Quanto al dolo, la Corte di appello ha rimarcato che «nella condotta dell’imputato erano riconoscibili
il margine dii scelta volontaria e la suitas della condotta (con conseguente esclusione della forza
maggiore, che, invece, postula un fatto imponderabile, esulante del tutto dalla condotta dell’agente)
nel momento in cui l’inadempimento, penalmente sanzionato, maturava inesorabilmente mese per
mese, pur avendo l’imputato avuto a disposizione una somma di ben 220.000 euro».
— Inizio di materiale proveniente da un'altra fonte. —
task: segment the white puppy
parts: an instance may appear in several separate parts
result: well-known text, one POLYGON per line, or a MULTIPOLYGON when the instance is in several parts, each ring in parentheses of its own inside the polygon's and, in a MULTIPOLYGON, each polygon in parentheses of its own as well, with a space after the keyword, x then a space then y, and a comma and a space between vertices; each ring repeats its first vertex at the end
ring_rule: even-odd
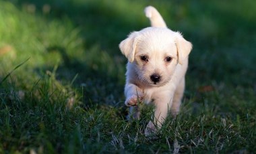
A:
POLYGON ((139 117, 137 105, 143 100, 156 106, 145 131, 149 135, 160 128, 170 109, 174 117, 179 112, 192 44, 168 29, 154 7, 147 7, 145 13, 152 27, 131 33, 119 48, 129 60, 125 94, 130 114, 139 117))

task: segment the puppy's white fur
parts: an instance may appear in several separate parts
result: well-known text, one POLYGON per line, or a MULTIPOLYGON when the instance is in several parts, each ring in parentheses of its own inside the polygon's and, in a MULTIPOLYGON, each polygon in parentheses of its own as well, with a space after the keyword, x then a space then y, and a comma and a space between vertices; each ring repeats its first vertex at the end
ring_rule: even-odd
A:
POLYGON ((119 48, 129 60, 125 94, 130 114, 139 118, 139 101, 156 106, 154 121, 145 131, 149 135, 161 127, 170 109, 174 117, 179 112, 192 45, 168 29, 154 7, 147 7, 145 13, 152 27, 131 33, 119 48))

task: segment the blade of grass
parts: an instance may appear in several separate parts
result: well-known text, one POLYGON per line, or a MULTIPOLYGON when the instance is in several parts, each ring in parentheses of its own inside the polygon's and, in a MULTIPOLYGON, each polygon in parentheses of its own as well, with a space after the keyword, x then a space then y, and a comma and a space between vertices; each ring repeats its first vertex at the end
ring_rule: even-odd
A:
POLYGON ((16 69, 18 69, 18 68, 22 66, 23 64, 24 64, 26 62, 28 62, 29 60, 29 59, 30 59, 30 58, 28 58, 28 59, 26 59, 24 62, 23 62, 22 64, 18 65, 16 67, 15 67, 13 68, 13 70, 12 70, 10 72, 9 72, 7 76, 5 76, 5 77, 1 81, 0 85, 11 74, 11 73, 13 71, 15 71, 16 69))

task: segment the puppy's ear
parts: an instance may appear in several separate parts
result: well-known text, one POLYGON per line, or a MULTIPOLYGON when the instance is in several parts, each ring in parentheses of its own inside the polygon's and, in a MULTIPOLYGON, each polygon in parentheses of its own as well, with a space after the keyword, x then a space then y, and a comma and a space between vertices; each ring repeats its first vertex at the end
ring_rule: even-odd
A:
POLYGON ((177 32, 175 43, 178 50, 179 63, 182 65, 183 60, 189 56, 192 50, 192 44, 185 40, 179 32, 177 32))
POLYGON ((138 42, 139 32, 135 31, 129 35, 128 37, 122 41, 119 44, 119 48, 123 54, 128 59, 129 62, 133 62, 135 54, 137 43, 138 42))

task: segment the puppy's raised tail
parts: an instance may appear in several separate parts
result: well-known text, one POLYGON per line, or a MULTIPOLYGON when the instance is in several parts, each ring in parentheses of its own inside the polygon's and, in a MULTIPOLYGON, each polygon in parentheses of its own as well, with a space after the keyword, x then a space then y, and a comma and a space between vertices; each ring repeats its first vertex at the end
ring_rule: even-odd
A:
POLYGON ((155 7, 152 6, 146 7, 144 11, 146 16, 150 20, 152 27, 167 27, 161 15, 155 7))

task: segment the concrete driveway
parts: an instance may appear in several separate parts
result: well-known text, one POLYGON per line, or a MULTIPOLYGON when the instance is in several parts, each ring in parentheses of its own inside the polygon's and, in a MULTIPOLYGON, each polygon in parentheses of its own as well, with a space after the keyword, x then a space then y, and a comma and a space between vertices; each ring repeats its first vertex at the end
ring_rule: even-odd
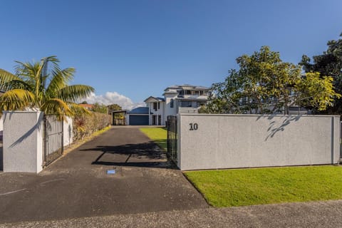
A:
POLYGON ((208 207, 138 128, 113 127, 38 175, 0 173, 0 224, 208 207))

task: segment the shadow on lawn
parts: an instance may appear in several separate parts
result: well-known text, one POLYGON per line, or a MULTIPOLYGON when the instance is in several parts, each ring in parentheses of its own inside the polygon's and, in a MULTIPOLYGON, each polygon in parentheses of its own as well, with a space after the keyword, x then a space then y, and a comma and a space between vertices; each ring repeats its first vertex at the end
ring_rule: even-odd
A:
POLYGON ((165 152, 162 152, 155 142, 126 144, 117 146, 101 145, 81 150, 82 151, 99 150, 103 152, 92 165, 111 166, 132 166, 145 167, 160 167, 175 169, 172 162, 167 161, 165 152), (104 156, 105 155, 105 156, 104 156), (118 155, 126 155, 124 162, 122 156, 118 161, 118 155))

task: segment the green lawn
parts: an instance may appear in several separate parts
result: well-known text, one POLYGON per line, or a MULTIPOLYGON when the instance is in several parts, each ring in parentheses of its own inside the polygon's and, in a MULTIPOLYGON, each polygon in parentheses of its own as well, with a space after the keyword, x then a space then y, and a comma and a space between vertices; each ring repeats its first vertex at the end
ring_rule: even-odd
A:
POLYGON ((214 207, 342 199, 341 166, 190 171, 185 175, 214 207))
POLYGON ((167 130, 165 128, 140 128, 140 131, 155 141, 164 151, 167 150, 167 130))

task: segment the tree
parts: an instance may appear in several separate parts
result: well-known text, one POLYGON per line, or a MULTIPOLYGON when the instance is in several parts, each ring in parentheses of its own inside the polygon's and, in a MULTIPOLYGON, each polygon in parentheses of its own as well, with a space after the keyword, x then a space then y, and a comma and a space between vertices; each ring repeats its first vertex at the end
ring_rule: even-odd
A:
POLYGON ((90 109, 93 112, 108 114, 108 108, 103 104, 95 103, 90 109))
MULTIPOLYGON (((108 112, 110 111, 118 111, 123 110, 123 108, 120 106, 118 104, 111 104, 109 105, 107 105, 107 108, 108 108, 108 112)), ((125 115, 123 115, 123 113, 115 113, 114 114, 114 118, 115 119, 123 119, 125 115)))
POLYGON ((75 68, 61 69, 56 56, 33 63, 16 62, 14 74, 0 69, 0 88, 5 91, 0 97, 1 113, 32 108, 63 120, 75 112, 86 112, 77 103, 94 89, 85 85, 68 86, 75 68))
POLYGON ((303 76, 299 66, 283 62, 279 53, 267 46, 237 58, 237 63, 239 71, 231 70, 224 82, 212 85, 207 112, 288 113, 294 105, 323 110, 331 105, 331 99, 339 97, 331 78, 321 78, 317 73, 303 76))
MULTIPOLYGON (((321 55, 313 56, 314 62, 306 55, 304 55, 299 64, 303 66, 305 72, 319 72, 320 77, 331 76, 333 78, 333 86, 338 93, 342 93, 342 33, 338 40, 329 41, 327 43, 328 49, 321 55)), ((342 99, 336 98, 332 105, 323 113, 341 114, 342 113, 342 99)))
POLYGON ((123 108, 118 104, 111 104, 111 105, 107 105, 107 108, 108 108, 108 110, 114 110, 114 111, 118 111, 118 110, 123 110, 123 108))

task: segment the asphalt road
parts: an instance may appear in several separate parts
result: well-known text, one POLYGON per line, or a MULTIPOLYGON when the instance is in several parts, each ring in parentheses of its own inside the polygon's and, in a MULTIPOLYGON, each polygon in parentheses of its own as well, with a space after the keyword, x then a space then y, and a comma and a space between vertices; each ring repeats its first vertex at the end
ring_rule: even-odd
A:
POLYGON ((341 227, 342 201, 115 214, 0 227, 341 227))
POLYGON ((207 207, 137 128, 113 128, 38 175, 0 173, 0 224, 207 207))

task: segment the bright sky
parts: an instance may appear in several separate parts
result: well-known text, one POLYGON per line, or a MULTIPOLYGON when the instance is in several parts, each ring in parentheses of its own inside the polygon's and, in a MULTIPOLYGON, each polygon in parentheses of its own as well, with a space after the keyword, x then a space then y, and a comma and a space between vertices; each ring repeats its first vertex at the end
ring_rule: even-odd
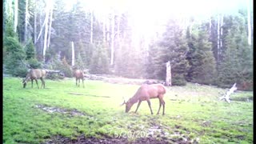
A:
MULTIPOLYGON (((67 8, 76 2, 66 2, 67 8)), ((209 15, 218 11, 232 14, 239 7, 246 6, 246 2, 250 6, 253 4, 252 0, 84 0, 82 2, 86 10, 93 9, 96 15, 106 14, 110 7, 121 13, 128 10, 132 17, 129 22, 134 31, 144 35, 159 30, 170 18, 209 18, 209 15)))

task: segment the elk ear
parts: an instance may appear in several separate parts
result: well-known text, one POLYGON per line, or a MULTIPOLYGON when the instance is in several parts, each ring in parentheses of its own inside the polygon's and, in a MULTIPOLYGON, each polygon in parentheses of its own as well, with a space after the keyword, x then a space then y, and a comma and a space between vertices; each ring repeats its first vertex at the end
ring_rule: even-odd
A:
POLYGON ((120 106, 122 106, 124 105, 124 104, 126 104, 126 100, 124 100, 123 102, 120 104, 120 106))

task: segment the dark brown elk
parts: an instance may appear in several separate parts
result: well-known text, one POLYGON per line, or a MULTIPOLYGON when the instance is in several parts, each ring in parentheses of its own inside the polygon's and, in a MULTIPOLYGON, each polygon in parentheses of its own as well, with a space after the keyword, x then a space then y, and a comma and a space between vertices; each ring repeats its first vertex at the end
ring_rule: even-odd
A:
POLYGON ((150 100, 151 98, 158 98, 159 99, 159 109, 158 111, 158 114, 159 114, 159 111, 161 109, 161 106, 162 105, 162 115, 165 114, 165 101, 163 100, 164 94, 166 93, 166 87, 162 84, 152 84, 152 85, 147 85, 143 84, 135 93, 135 94, 130 98, 128 102, 124 101, 124 102, 121 105, 126 104, 126 113, 128 113, 132 107, 132 106, 134 103, 138 103, 137 109, 135 110, 135 113, 137 112, 141 102, 142 101, 146 101, 150 109, 151 114, 153 114, 153 111, 151 109, 151 103, 150 100))
POLYGON ((84 74, 83 71, 81 70, 75 70, 74 71, 74 77, 75 77, 75 81, 76 81, 76 86, 80 86, 80 79, 82 81, 82 87, 85 87, 85 85, 83 83, 84 81, 84 74))
POLYGON ((31 69, 28 72, 28 74, 26 74, 25 79, 23 79, 23 81, 22 81, 23 88, 26 88, 26 82, 30 79, 31 80, 32 88, 33 88, 33 81, 35 80, 35 82, 37 83, 38 88, 39 89, 38 79, 41 79, 41 82, 42 82, 41 88, 42 86, 43 86, 43 88, 45 88, 46 82, 44 81, 44 78, 46 77, 46 71, 45 70, 31 69))

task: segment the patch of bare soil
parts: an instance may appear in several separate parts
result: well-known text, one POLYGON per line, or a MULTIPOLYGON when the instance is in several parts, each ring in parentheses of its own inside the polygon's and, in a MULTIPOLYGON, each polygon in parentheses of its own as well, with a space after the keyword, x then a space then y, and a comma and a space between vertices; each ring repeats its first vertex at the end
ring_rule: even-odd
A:
POLYGON ((44 105, 36 105, 36 108, 41 109, 44 111, 46 111, 48 113, 62 113, 65 114, 70 114, 71 116, 85 116, 86 114, 84 113, 82 113, 77 110, 66 110, 66 109, 61 109, 58 107, 50 107, 44 105))
POLYGON ((84 135, 78 136, 77 139, 71 140, 69 138, 65 138, 62 136, 55 136, 52 138, 50 140, 44 142, 43 144, 62 144, 62 143, 72 143, 72 144, 80 144, 80 143, 86 143, 86 144, 111 144, 111 143, 118 143, 118 144, 167 144, 167 143, 191 143, 188 142, 184 142, 182 139, 178 140, 167 140, 164 138, 158 138, 158 139, 154 138, 139 138, 135 141, 129 142, 126 138, 111 138, 111 137, 105 137, 103 138, 97 138, 94 137, 86 138, 84 135))

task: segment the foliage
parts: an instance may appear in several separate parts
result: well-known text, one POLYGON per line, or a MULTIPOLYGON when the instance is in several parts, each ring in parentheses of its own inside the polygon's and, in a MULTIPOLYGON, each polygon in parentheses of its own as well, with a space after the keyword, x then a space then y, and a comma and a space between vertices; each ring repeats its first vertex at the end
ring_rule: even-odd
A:
POLYGON ((71 78, 73 76, 73 71, 71 66, 66 61, 66 58, 62 59, 62 66, 60 67, 61 71, 62 71, 66 77, 71 78))
POLYGON ((36 58, 30 58, 27 60, 28 64, 33 69, 41 69, 42 64, 36 58))
POLYGON ((158 45, 159 49, 150 55, 154 61, 154 74, 158 78, 165 79, 165 63, 170 61, 174 85, 186 84, 185 76, 189 69, 189 63, 186 59, 188 47, 182 30, 174 21, 170 21, 166 30, 158 45))
POLYGON ((90 70, 91 74, 108 74, 109 58, 106 53, 106 47, 98 44, 93 52, 90 70))
POLYGON ((218 86, 222 87, 230 87, 234 82, 238 85, 252 82, 253 79, 252 49, 247 44, 244 22, 239 16, 229 18, 232 22, 226 23, 229 26, 224 42, 226 50, 218 77, 218 86))
POLYGON ((3 45, 6 50, 5 66, 8 74, 23 77, 26 73, 26 54, 22 46, 15 38, 4 37, 3 45), (23 74, 23 72, 25 74, 23 74))
MULTIPOLYGON (((150 100, 153 115, 146 102, 142 102, 137 114, 126 114, 125 107, 118 106, 122 102, 120 95, 131 97, 139 86, 90 80, 86 83, 82 89, 75 86, 74 79, 46 79, 46 86, 49 89, 23 89, 19 78, 4 78, 2 142, 46 143, 58 135, 72 138, 74 142, 82 134, 99 138, 129 131, 147 134, 150 129, 157 126, 162 134, 154 132, 153 136, 158 138, 186 138, 186 142, 199 139, 198 143, 254 142, 254 103, 246 101, 253 98, 252 91, 234 93, 230 97, 234 102, 238 101, 228 104, 216 98, 218 93, 226 92, 224 89, 190 82, 186 86, 172 86, 164 98, 166 115, 162 116, 155 114, 159 106, 158 99, 150 100), (72 95, 69 93, 72 91, 83 95, 72 95), (177 96, 170 99, 169 95, 177 96), (67 113, 50 113, 38 106, 57 107, 67 113), (72 115, 72 111, 84 115, 72 115), (174 133, 176 136, 171 134, 174 133)), ((131 111, 135 109, 136 105, 131 111)), ((138 137, 134 138, 142 138, 139 134, 138 137)))
POLYGON ((32 39, 29 40, 29 43, 25 46, 26 58, 26 59, 35 58, 35 50, 32 39))
POLYGON ((191 34, 190 38, 190 50, 187 59, 190 68, 187 79, 192 82, 201 84, 214 84, 216 78, 215 58, 211 50, 209 35, 204 29, 199 30, 198 36, 191 34))

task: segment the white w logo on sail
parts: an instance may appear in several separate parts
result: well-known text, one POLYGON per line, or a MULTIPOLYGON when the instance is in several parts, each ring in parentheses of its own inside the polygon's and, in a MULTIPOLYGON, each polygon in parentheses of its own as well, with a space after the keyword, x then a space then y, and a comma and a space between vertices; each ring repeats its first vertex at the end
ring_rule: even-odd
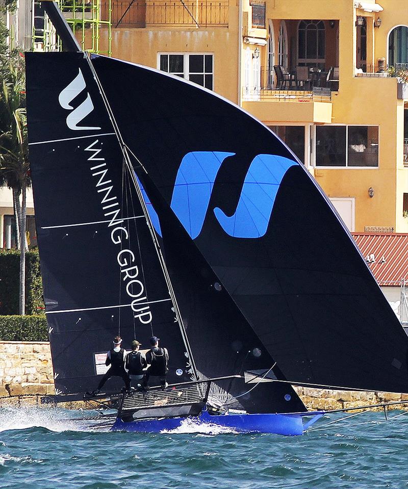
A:
POLYGON ((79 72, 72 82, 66 87, 60 93, 58 101, 63 109, 71 110, 72 112, 67 117, 67 125, 72 131, 90 131, 100 129, 96 126, 79 126, 78 124, 89 115, 93 110, 93 104, 91 96, 87 93, 87 97, 75 109, 71 105, 71 102, 77 97, 81 92, 86 88, 86 84, 84 75, 79 68, 79 72), (73 109, 72 110, 72 109, 73 109))

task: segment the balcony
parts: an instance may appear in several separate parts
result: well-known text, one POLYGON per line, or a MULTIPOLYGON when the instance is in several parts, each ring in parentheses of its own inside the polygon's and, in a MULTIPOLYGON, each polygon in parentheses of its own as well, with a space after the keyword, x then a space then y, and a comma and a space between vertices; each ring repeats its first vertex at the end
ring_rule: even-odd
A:
MULTIPOLYGON (((114 27, 228 26, 228 0, 112 0, 114 27)), ((109 10, 102 0, 101 12, 109 10)))

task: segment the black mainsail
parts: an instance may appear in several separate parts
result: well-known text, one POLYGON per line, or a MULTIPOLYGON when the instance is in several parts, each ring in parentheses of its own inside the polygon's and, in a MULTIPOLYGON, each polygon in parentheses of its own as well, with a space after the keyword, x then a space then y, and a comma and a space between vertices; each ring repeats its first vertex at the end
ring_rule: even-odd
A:
MULTIPOLYGON (((26 55, 37 236, 56 392, 84 393, 120 334, 171 351, 169 381, 195 376, 133 171, 84 53, 26 55)), ((117 392, 121 381, 107 388, 117 392)))
POLYGON ((154 207, 157 192, 285 378, 406 392, 408 338, 285 144, 209 91, 129 63, 92 63, 138 176, 154 184, 154 207))
MULTIPOLYGON (((27 56, 30 158, 57 392, 94 388, 118 332, 125 347, 154 334, 169 350, 170 383, 242 376, 213 383, 209 400, 215 407, 305 411, 290 385, 266 381, 285 377, 157 194, 163 269, 146 204, 91 67, 81 53, 27 56)), ((112 382, 110 389, 120 387, 112 382)))

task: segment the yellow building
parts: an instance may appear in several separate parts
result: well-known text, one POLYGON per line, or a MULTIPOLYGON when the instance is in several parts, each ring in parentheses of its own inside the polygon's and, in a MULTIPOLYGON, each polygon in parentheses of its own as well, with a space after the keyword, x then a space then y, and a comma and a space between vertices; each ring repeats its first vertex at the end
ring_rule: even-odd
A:
MULTIPOLYGON (((85 48, 110 49, 114 57, 203 85, 271 127, 350 230, 408 231, 406 0, 59 4, 85 48)), ((21 5, 16 18, 35 22, 14 22, 27 31, 16 30, 16 42, 28 39, 26 49, 58 48, 55 37, 46 35, 46 21, 41 24, 41 4, 21 5)), ((12 215, 6 207, 0 209, 4 246, 4 216, 12 215)))
POLYGON ((405 0, 111 5, 113 57, 204 85, 271 127, 350 230, 408 231, 405 0))

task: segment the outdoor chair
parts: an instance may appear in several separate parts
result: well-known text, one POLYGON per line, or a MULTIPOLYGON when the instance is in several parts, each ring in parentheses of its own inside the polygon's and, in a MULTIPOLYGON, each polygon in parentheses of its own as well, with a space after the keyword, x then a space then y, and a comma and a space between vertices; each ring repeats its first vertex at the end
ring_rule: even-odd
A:
POLYGON ((273 66, 275 73, 276 74, 276 88, 278 90, 282 90, 285 85, 288 85, 287 88, 292 87, 292 82, 295 83, 295 77, 287 71, 285 71, 283 66, 280 65, 275 65, 273 66))
POLYGON ((309 74, 308 66, 296 66, 296 88, 306 89, 308 85, 309 89, 312 85, 312 79, 309 74))

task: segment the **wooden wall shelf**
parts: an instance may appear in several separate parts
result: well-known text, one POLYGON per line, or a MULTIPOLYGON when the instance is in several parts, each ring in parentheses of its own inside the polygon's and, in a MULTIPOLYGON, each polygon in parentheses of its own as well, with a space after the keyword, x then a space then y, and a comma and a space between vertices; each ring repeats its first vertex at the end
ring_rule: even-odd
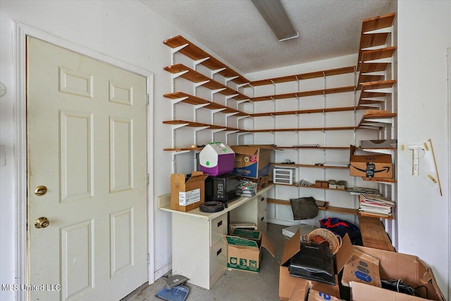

3. Siffatte argomentazioni sfuggono a ogni rilievo censorio, essendo logiche e in linea con quanto già
affermato da questa Corte (Sez. 6 – n. 53173 del 22/05/2018, R., Rv. 274613 – 01; Sez. 6, n. 41697
del 15/09/2016, B., Rv. 268301 – 01), secondo cui, in tema di violazione degli obblighi di assistenza
familiare, l’impossibilità di far fronte agli adempimenti, sanzionati dall’art. 570 cod. pen., deve essere
assoluta e deve altresì integrare una situazione di persistente, oggettiva ed incolpevole indisponibilità
di introiti.
Si è precisato che è onere dell’imputato allegare gli elementi dai quali possa desumersi la sua
impossibilità di adempiere all’obbligazione, senza che valga a tal fine la dimostrazione di una mera
flessione degli introiti economici o la generica allegazione di difficoltà.
4. Alla stregua dei principi richiamati deve rilevarsi che la pronuncia impugnata ha valutato in
maniera puntuale e approfondita la sussistenza degli elementi integrativi del reato di cui all’art. 570
cod. pen. mentre l’imputato non ha neppure dedotto circostanze atte a comprovare che le difficoltà
economiche fossero tali da non consentire l’adempimento dei propri obblighi di assistenza familiare.
5. In definitiva, il ricorso è inammissibile e ciò comporta, ai sensi dell’art. 616 cod. proc. pen., la
condanna del ricorrente al pagamento delle spese processuali, nonché – non sussistendo ragioni di
esonero (Corte cost., 13 giugno 2000 n. 186) – al versamento della sanzione pecuniaria,
equitativamente determinata in euro 3.000,00, in favore della Cassa delle ammende.
P.Q.M.
dichiara inammissibile il ricorso e condanna il ricorrente al pagamento delle spese processuali e della
somma di euro tremila in favore della Cassa delle ammende.